Magic Biomarkers

News ways of using biomarkers open new horizons in defining risk, illness, and therapies for vital organ failure.

Dr. Bruce McManus is a professor in the Department of Pathology and Laboratory Medicine and Director of the James Hogg iCAPTURE Centre and PROOF Centre of Excellence.

Organ failure is now epidemic across the world – heart, lung and kidney failure together take the greatest toll in terms of human suffering and healthcare spending.

But one of the biggest challenges in predicting and diagnosing organ failure is also one that shows great promise, and it acknowledges that we’re each uniquely different – right down to the molecular level.

Early warning signs of heart, lung and kidney disease can be detected in minute changes in genes, proteins and metabolites. These changes “mark” the presence and severity of risks or diseases that could ultimately lead to organ failure. By clinical laboratory tradition, such  measures as elevated blood sugar and blood cholesterol could indicate risks for hardening of the arteries and eventual heart attack. More recently called biomarkers, these tell-tale signs are potentially powerful tools that could revolutionize population surveillance, patient care and the development of new therapeutics and technologies.

Researchers at the Centre of Excellence for Prevention Of Organ Failure (PROOF) at UBC and St.
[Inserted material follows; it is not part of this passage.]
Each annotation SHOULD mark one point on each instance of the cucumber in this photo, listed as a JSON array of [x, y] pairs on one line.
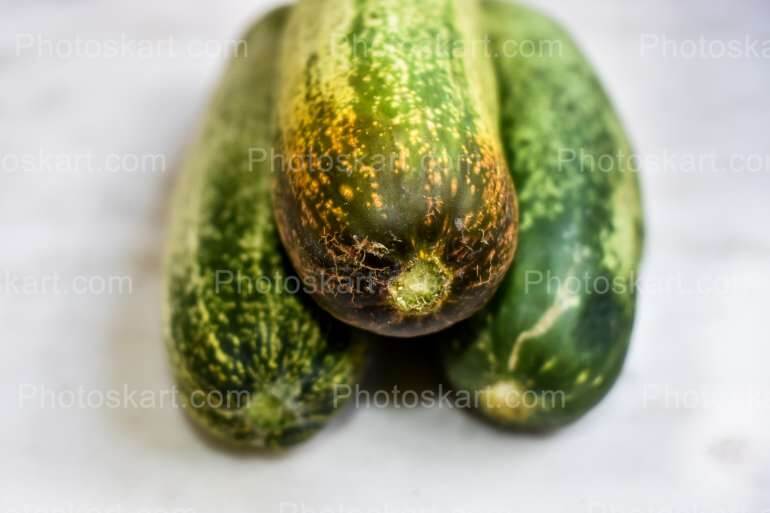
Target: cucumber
[[552, 342], [391, 193], [256, 364]]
Paul’s Hospital, and the Institute for Heart + Lung Health, are taking this new horizon of medicine one step further by assembling “sets” or “panels” of novel individual biomarkers that can then be used to create blood or urine tests to help diagnose, predict or guide the treatment of heart, lung and kidney disease in a cost-effective manner.

While individual biomarkers tell us part of the story about diseases and risks, panels or sets of biomarkers paint a clearer picture of biological processes like immune rejection, organ damage, altered repair, and organ failure. But they are challenging to discover and even more difficult to translate into practical clinical tools.

As an Network Centre of Excellence (NCE) for Commercialization and Research, the PROOF Centre has brought together a broad spectrum of experts and partners to meet this challenge. This collision of high performance technologies with sophisticated statistical and bioinformatical analysis and well-defined clinical needs is informing our ever-deepening knowledge of biological processes that can lead to personal devastation and suffering.

Biomarkers remind us how truly unique we each are as individuals, as “systems” operating in health or illness, and as such – and beyond their promise in helping people at risk of or suffering from organ failure in our community, biomarkers hold truly magical value for people in all societies of our global village.